Here’s what they care about…. are you ready?   They care about what it’s going to do for them!

So, if you want to have more success in sales, here are a few bullet points for you:

  • Talk less.  Let the client talk 80% of the time.  (Side note, in one client meeting, my “Sheldon Cooper” spoke for 58 minutes and 30 seconds out of one hour, no joke).
  • Listen to them.  And I mean “really listen to them”.  So, put down the phone (keep it in your pocket or leave it in your car or office).  Give them the opportunity to speak 58 minutes out of the hour.  My personal target is 80/20.  Remember, let them talk 80% of the time.
  • Make a connection.  It’s great if we can connect with a client on a personal level.  But if not, at least connect on a professional one.  Maybe you have some common connections or have worked on some similar projects.

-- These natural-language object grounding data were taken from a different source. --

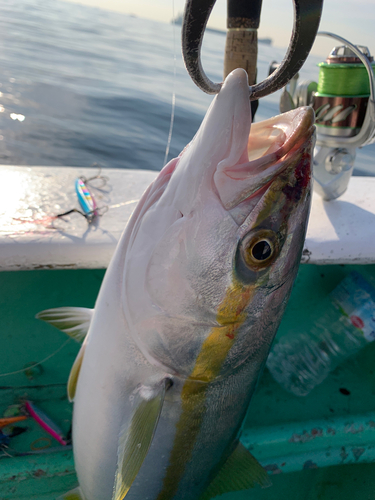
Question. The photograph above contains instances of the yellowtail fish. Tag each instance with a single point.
(188, 309)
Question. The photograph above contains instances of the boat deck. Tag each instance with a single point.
(321, 446)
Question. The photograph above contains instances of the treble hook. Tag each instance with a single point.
(306, 22)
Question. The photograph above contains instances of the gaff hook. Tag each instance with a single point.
(306, 22)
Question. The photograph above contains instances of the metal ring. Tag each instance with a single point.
(306, 22)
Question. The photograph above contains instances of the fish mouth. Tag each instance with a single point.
(272, 146)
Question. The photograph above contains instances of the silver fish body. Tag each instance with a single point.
(193, 296)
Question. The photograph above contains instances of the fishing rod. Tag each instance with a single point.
(344, 103)
(244, 16)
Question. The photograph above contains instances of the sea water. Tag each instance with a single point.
(80, 85)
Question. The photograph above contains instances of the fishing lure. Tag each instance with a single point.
(45, 422)
(90, 209)
(11, 420)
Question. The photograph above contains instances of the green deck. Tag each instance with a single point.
(286, 433)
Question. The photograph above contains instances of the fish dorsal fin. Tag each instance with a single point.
(75, 494)
(135, 438)
(241, 471)
(74, 373)
(74, 321)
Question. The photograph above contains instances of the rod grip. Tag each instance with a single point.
(241, 51)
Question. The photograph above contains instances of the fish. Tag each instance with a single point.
(188, 309)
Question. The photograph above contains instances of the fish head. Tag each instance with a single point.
(214, 245)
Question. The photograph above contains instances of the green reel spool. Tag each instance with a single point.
(343, 80)
(341, 99)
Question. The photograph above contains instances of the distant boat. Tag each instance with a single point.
(179, 19)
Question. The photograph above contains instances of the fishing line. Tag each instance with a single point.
(39, 363)
(174, 91)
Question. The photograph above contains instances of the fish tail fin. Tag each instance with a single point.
(75, 494)
(74, 321)
(240, 472)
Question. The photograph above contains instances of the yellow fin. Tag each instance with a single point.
(75, 494)
(135, 439)
(74, 373)
(74, 321)
(241, 471)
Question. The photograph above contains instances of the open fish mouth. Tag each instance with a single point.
(273, 146)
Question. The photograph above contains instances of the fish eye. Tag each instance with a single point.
(259, 249)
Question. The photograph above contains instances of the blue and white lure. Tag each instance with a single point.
(86, 199)
(90, 209)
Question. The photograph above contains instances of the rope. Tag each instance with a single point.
(174, 92)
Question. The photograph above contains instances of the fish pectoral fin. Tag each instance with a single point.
(241, 471)
(75, 494)
(136, 438)
(74, 373)
(74, 321)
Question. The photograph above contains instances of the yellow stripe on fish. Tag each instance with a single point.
(207, 367)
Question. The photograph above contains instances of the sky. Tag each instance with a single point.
(351, 19)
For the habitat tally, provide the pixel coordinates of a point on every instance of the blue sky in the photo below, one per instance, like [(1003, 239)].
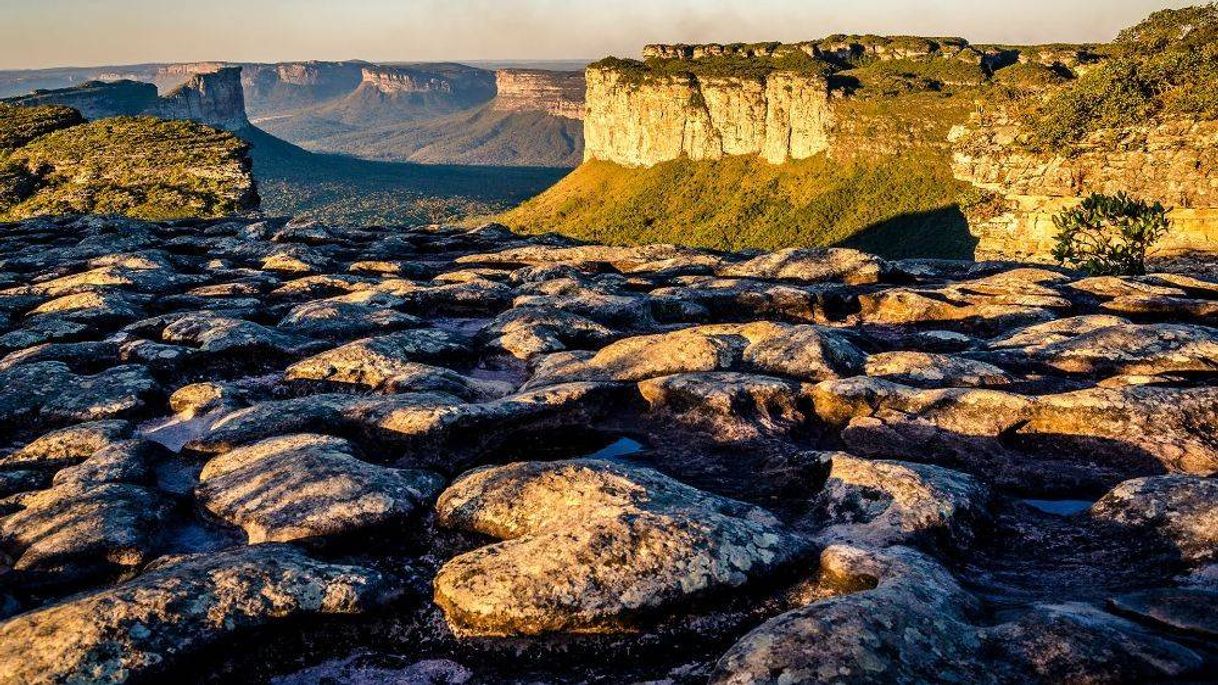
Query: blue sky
[(40, 33)]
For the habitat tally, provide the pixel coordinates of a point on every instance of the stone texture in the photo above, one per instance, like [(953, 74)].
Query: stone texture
[(591, 545), (300, 486), (146, 625)]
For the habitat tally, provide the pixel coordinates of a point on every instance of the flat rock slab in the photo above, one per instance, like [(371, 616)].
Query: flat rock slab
[(49, 394), (299, 486), (144, 627), (374, 361), (76, 530), (1182, 610), (590, 545)]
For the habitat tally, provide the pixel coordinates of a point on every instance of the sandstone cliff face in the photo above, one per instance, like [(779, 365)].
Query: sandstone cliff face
[(216, 99), (643, 122), (212, 98), (1174, 162), (392, 81), (537, 90), (96, 99)]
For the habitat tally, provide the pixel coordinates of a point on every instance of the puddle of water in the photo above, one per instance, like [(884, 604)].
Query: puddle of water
[(618, 449), (468, 327), (1060, 507), (174, 432), (195, 536), (507, 372)]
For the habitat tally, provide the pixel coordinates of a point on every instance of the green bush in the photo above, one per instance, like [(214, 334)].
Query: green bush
[(1110, 234), (1165, 66)]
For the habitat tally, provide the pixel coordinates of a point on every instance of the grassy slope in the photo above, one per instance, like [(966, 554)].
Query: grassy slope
[(135, 166), (895, 204), (295, 182)]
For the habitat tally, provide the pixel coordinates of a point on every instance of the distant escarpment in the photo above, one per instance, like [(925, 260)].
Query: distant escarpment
[(560, 94), (638, 118), (849, 140), (214, 99), (52, 162), (772, 145)]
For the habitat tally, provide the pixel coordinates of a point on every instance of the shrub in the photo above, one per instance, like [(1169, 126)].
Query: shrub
[(1165, 66), (1110, 234)]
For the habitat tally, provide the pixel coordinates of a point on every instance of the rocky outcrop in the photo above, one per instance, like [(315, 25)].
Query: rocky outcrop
[(1174, 162), (403, 81), (538, 90), (641, 121), (216, 434), (213, 98), (96, 99), (216, 99)]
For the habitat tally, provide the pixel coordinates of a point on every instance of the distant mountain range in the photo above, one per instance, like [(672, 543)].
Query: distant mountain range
[(424, 112)]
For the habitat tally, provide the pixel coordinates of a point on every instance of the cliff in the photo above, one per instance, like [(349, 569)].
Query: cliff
[(560, 94), (642, 121), (1174, 162), (135, 166), (462, 83), (216, 99), (96, 99)]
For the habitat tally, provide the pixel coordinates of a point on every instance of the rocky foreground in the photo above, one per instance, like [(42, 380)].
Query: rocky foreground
[(280, 451)]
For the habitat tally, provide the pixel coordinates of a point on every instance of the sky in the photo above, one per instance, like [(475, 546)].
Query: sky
[(45, 33)]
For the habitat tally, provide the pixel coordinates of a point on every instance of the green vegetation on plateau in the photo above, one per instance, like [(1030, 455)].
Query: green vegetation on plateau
[(1165, 66), (134, 166), (295, 182), (481, 137), (887, 188), (909, 205)]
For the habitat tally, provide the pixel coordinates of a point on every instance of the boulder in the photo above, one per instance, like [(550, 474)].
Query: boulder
[(146, 627), (48, 393), (908, 623), (811, 266), (528, 332), (1177, 512), (299, 486), (342, 318), (68, 445), (1180, 610), (593, 545), (374, 361), (83, 529), (727, 407), (923, 369), (229, 337), (1139, 429), (881, 502)]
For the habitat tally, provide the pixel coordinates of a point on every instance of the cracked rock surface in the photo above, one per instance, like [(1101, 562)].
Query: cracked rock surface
[(284, 451)]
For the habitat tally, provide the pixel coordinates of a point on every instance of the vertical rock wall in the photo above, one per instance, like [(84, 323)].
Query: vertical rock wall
[(642, 121), (1173, 162), (559, 94), (216, 99)]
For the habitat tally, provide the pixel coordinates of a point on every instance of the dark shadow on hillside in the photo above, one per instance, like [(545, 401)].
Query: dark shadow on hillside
[(940, 233), (296, 182)]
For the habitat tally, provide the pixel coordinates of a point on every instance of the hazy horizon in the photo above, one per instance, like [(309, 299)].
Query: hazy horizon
[(85, 33)]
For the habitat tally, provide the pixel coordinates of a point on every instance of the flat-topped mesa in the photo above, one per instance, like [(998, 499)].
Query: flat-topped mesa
[(96, 99), (396, 81), (316, 73), (640, 120), (216, 99), (538, 90), (1032, 187), (212, 98), (837, 49)]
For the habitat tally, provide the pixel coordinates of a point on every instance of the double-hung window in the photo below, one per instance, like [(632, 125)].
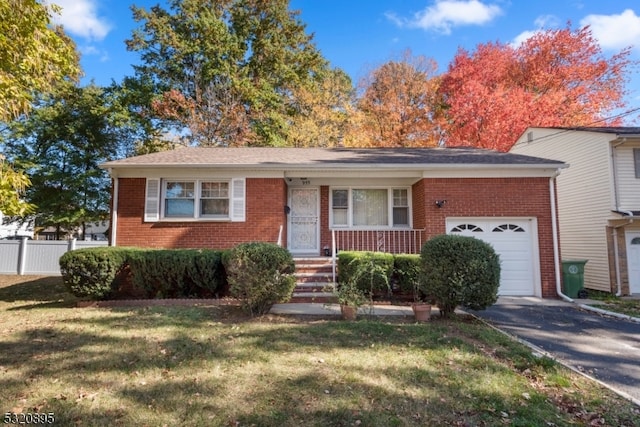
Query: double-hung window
[(179, 199), (214, 199), (182, 199), (370, 207)]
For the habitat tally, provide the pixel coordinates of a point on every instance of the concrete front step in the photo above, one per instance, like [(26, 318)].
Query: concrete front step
[(309, 297), (314, 287), (313, 277), (314, 292)]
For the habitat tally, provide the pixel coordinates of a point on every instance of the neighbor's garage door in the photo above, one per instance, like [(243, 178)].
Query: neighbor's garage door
[(513, 240)]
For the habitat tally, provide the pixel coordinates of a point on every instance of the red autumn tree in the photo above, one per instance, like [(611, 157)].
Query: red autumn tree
[(555, 78), (397, 105)]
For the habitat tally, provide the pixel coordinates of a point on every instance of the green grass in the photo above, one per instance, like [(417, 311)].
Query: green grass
[(212, 366), (610, 302)]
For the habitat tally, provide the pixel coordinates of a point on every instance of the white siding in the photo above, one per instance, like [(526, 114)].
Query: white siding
[(628, 185), (585, 195)]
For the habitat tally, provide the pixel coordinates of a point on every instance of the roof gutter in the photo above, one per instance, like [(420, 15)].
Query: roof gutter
[(324, 166)]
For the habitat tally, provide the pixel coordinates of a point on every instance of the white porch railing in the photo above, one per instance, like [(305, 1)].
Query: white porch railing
[(408, 241)]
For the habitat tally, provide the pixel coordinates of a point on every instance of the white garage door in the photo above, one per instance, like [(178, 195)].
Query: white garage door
[(513, 239)]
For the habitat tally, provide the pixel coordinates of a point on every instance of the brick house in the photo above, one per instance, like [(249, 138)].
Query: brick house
[(314, 201)]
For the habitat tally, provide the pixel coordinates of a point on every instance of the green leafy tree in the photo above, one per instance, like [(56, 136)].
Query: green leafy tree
[(227, 71), (34, 57), (12, 187), (60, 146)]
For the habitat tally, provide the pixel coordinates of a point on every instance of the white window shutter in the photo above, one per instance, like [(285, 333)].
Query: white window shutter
[(238, 201), (152, 201)]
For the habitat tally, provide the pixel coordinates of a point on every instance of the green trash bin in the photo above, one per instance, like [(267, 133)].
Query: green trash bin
[(573, 277)]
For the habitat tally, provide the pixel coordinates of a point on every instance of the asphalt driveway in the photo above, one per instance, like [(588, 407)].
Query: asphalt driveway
[(604, 347)]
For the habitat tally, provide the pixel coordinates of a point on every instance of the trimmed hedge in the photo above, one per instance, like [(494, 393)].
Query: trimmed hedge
[(94, 272), (260, 275), (177, 273), (407, 272), (102, 273), (460, 270), (371, 271)]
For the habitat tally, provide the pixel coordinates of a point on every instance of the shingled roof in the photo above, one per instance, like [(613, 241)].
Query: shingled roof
[(272, 158)]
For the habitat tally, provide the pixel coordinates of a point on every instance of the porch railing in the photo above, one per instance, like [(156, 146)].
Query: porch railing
[(408, 241)]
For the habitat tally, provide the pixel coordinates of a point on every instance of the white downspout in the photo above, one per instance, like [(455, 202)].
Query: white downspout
[(114, 212), (554, 231), (616, 253)]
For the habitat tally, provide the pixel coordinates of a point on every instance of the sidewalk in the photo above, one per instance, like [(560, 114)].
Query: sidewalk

Learn the difference between your “why” and your “how”

Simon Sinek has made “finding your why” everyday speech in today’s business lexicon.  And I agree with him 100%.  But far too many people confuse their “how” with their “why”.  This is where entrepreneurs often get into trouble.  They often are so excited about their new concept, that it becomes the primary thing they want to talk about.  Let’s examine some differences:

  • Your “why” is that you believe the method for handling small business loans is unfair and makes it difficult for small business owners to get financing
    • But your “how” is that you discovered a flaw in how traditional businesses are financed and you came up with a new method
  • Your “why” is that you want to help people communicate
    • But your “how” is that you created a technology that vastly improves video communications between remote locations
  • Your “why” is that you love to help others be successful
    • But your “how” is that you started a business coaching and training company to help business owners be successful

It’s not always easy to separate your “why” from your “how”.  That’s because the “how” is what gets us excited as entrepreneurs.  But it’s the “why” that engages potential customers.

Where do you go next?

Here are some tips for those struggling with this “talk less sell more” concept:

  • Put a timer on you in your next few client meetings.  Maybe you have someone come along with you to do this.  Or record the conversation and play it back later.  Who speaks the most?  If you are over 40% you are talking way too much.
  • Get involved with a networking group that can help you hone the skill of talking about your “why”, and doing it succinctly.  Most BNI groups and other similar groups limit your pitch to 1 minute or less.  This is a great practice.  Toastmasters is another organization that helps you hone the skill of communicating clearly and succinctly.
  • Work on your listening skills.  God gave us two ears and one mouth.  Try using them in that proportion.
  • Go back to some of those lost opportunities and ask for their honest opinion.  Hopefully, you will find one that will give you an honest critique.